Summary and outlook:
The Pacific faces an acute investment gap driven by climate risk and disaster costs, with multi-billion-dollar implications for GDP and livelihoods each year. Leaders call for a stronger private-finance role and smarter funding structures, including regional facilities that blend public and private capital. If the World Bank’s investment guidance and new resilience financing mechanisms come to fruition, the region could accelerate infrastructure development, enhance resilience, and narrow the economic gap with wealthier nations, all while creating local opportunities and long-term stability.
A few practical takeaways for readers and stakeholders:
– Expect announcements or pilots around blended finance and resilience funds that target climate-vulnerable infrastructure in the Pacific.

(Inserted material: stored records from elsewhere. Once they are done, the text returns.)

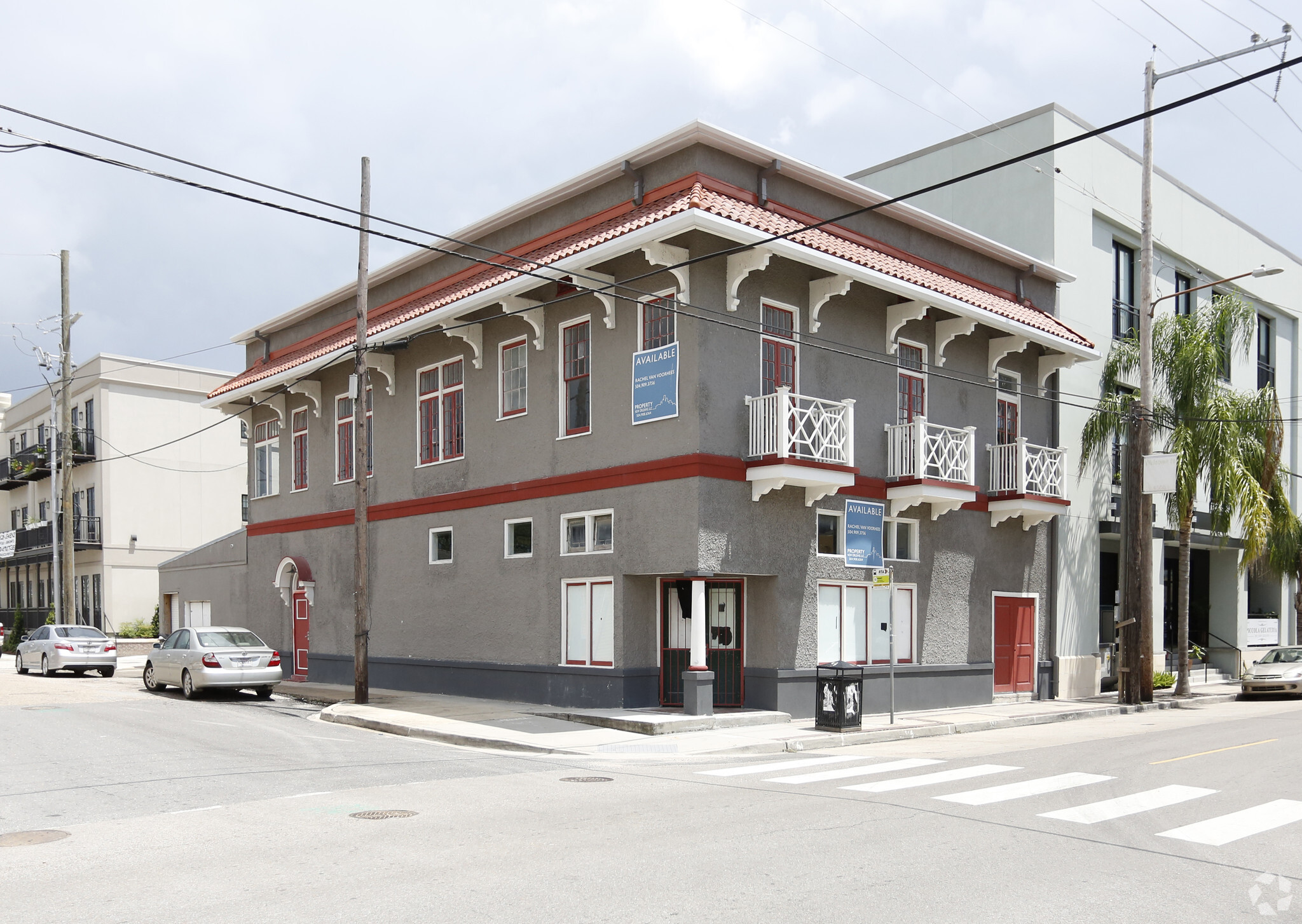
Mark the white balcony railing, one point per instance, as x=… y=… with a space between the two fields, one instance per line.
x=795 y=426
x=1025 y=469
x=922 y=449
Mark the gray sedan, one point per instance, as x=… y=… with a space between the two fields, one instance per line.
x=1279 y=670
x=212 y=656
x=76 y=648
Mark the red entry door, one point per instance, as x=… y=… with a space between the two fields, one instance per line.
x=301 y=635
x=1015 y=644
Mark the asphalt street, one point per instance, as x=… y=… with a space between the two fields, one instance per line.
x=228 y=808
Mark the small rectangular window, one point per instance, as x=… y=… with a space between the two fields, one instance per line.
x=441 y=545
x=830 y=534
x=520 y=538
x=587 y=533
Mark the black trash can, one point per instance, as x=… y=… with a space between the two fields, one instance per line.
x=839 y=696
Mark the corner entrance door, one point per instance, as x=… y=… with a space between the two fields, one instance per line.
x=723 y=639
x=300 y=635
x=1015 y=644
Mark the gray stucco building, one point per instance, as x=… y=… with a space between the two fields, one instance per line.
x=540 y=531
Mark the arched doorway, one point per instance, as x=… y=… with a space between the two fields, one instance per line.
x=296 y=586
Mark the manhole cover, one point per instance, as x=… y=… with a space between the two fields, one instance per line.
x=383 y=813
x=29 y=838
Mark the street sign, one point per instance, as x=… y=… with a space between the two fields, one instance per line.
x=1159 y=473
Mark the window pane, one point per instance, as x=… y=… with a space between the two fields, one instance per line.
x=828 y=623
x=602 y=530
x=576 y=535
x=828 y=530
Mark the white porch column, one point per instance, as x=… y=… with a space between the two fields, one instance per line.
x=698 y=627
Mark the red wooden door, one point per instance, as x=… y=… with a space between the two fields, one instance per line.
x=301 y=635
x=1015 y=644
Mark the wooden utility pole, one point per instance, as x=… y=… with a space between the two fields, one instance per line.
x=361 y=569
x=68 y=561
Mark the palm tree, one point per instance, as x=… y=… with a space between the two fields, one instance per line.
x=1227 y=442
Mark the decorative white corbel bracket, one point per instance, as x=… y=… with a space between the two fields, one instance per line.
x=740 y=266
x=822 y=290
x=899 y=315
x=383 y=362
x=1000 y=348
x=473 y=335
x=313 y=390
x=1052 y=362
x=947 y=331
x=528 y=310
x=662 y=254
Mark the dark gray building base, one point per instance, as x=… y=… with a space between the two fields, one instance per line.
x=547 y=685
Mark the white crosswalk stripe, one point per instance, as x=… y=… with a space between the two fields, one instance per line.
x=1128 y=805
x=843 y=772
x=1237 y=825
x=780 y=766
x=930 y=778
x=991 y=794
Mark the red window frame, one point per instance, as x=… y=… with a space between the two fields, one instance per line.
x=576 y=377
x=299 y=425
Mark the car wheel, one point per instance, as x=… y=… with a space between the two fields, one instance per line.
x=151 y=678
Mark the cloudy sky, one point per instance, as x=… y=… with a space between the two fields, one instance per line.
x=468 y=107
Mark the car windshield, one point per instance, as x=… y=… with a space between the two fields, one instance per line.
x=1283 y=656
x=230 y=639
x=78 y=633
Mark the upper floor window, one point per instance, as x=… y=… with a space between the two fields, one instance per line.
x=1125 y=318
x=658 y=323
x=514 y=377
x=299 y=426
x=778 y=349
x=1264 y=351
x=913 y=383
x=1184 y=297
x=576 y=377
x=266 y=458
x=442 y=414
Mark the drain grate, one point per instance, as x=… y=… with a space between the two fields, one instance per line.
x=383 y=813
x=29 y=838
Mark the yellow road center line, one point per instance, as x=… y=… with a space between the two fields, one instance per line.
x=1235 y=747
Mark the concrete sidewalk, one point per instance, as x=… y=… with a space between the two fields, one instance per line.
x=539 y=729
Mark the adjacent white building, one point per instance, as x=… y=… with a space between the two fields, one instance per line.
x=149 y=482
x=1078 y=208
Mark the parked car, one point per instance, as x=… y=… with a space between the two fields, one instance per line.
x=76 y=648
x=201 y=658
x=1279 y=670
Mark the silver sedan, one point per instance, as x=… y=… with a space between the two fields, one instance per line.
x=201 y=658
x=1279 y=670
x=76 y=648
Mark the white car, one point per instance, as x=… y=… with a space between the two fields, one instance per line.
x=1279 y=670
x=212 y=656
x=76 y=648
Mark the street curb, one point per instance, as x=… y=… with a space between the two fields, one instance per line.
x=434 y=735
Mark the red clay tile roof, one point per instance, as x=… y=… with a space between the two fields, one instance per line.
x=699 y=196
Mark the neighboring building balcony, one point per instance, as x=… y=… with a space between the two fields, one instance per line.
x=1025 y=480
x=800 y=442
x=929 y=464
x=28 y=464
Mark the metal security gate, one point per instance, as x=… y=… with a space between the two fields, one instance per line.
x=723 y=639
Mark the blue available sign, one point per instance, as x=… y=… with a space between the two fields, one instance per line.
x=863 y=534
x=655 y=384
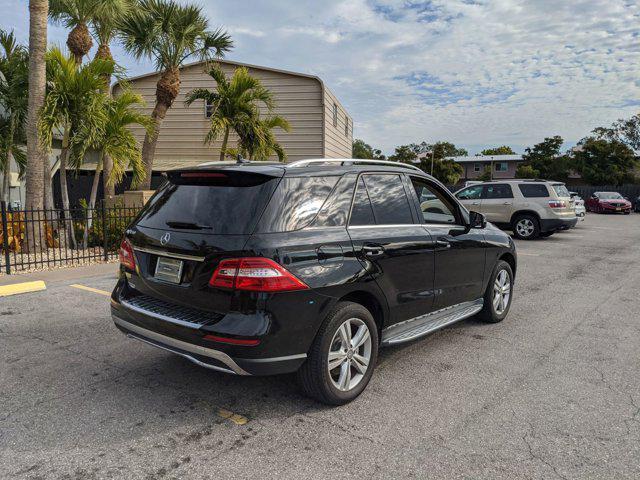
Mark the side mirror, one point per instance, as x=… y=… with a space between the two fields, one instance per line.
x=477 y=220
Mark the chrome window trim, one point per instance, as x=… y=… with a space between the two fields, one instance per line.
x=188 y=347
x=164 y=253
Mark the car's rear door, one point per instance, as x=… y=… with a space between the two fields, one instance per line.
x=396 y=251
x=460 y=251
x=196 y=219
x=497 y=202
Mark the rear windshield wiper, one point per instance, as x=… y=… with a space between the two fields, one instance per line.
x=188 y=225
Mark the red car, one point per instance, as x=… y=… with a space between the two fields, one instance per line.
x=602 y=202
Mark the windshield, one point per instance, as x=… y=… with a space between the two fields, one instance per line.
x=609 y=196
x=228 y=204
x=561 y=190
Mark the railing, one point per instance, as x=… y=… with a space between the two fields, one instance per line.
x=39 y=239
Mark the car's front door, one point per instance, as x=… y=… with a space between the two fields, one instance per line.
x=497 y=202
x=460 y=251
x=396 y=251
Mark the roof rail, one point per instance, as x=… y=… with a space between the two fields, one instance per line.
x=343 y=161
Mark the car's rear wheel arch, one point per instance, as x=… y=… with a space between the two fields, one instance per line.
x=510 y=259
x=370 y=302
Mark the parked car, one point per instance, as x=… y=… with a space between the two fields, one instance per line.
x=578 y=205
x=310 y=267
x=530 y=208
x=603 y=202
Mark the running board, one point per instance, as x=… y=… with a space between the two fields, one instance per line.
x=430 y=322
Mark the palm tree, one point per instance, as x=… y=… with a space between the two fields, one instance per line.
x=236 y=104
x=14 y=97
x=256 y=139
x=36 y=155
x=169 y=34
x=74 y=100
x=116 y=140
x=76 y=15
x=105 y=26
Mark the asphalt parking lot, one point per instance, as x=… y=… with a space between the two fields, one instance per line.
x=551 y=392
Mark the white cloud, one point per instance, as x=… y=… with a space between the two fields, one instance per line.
x=476 y=73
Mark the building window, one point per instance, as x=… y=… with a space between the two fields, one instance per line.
x=208 y=109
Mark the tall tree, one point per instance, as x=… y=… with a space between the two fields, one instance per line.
x=503 y=150
x=605 y=162
x=361 y=149
x=256 y=140
x=76 y=15
x=235 y=104
x=114 y=139
x=14 y=97
x=74 y=100
x=36 y=154
x=105 y=26
x=546 y=158
x=169 y=34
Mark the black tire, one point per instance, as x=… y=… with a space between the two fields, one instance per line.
x=534 y=224
x=488 y=313
x=314 y=377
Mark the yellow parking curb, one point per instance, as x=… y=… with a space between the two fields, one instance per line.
x=25 y=287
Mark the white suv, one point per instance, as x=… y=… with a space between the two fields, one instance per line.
x=530 y=208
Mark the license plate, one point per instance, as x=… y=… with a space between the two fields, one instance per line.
x=169 y=270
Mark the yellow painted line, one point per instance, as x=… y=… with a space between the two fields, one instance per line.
x=234 y=417
x=93 y=290
x=25 y=287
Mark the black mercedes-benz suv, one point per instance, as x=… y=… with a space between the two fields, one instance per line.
x=309 y=267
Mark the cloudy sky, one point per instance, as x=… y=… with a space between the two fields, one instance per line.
x=474 y=72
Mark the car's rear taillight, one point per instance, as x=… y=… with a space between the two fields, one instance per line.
x=125 y=253
x=256 y=274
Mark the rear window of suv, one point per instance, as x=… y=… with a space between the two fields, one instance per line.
x=209 y=203
x=533 y=190
x=561 y=190
x=295 y=203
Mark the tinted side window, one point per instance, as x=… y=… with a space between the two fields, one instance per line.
x=435 y=207
x=362 y=212
x=335 y=211
x=295 y=203
x=498 y=191
x=533 y=190
x=470 y=193
x=389 y=199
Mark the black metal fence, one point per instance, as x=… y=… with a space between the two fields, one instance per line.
x=36 y=239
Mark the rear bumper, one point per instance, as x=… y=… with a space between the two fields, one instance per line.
x=555 y=224
x=186 y=339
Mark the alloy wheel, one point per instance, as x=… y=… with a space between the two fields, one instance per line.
x=501 y=292
x=349 y=354
x=525 y=227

– Look for policy reforms that streamline investment processes, clarify regulatory environments, and reduce bottlenecks for private sector participation.
– Monitor ongoing disaster-risk financing discussions and possible partnerships with international finance institutions to support adaptive, climate-smart projects.
Note: This piece weaves together the recent comments by regional leader Bar on Waqa on the infrastructure funding gap with broader regional economic analyses showing the urgency of ramping up investment to sustain growth and resilience across the Pacific.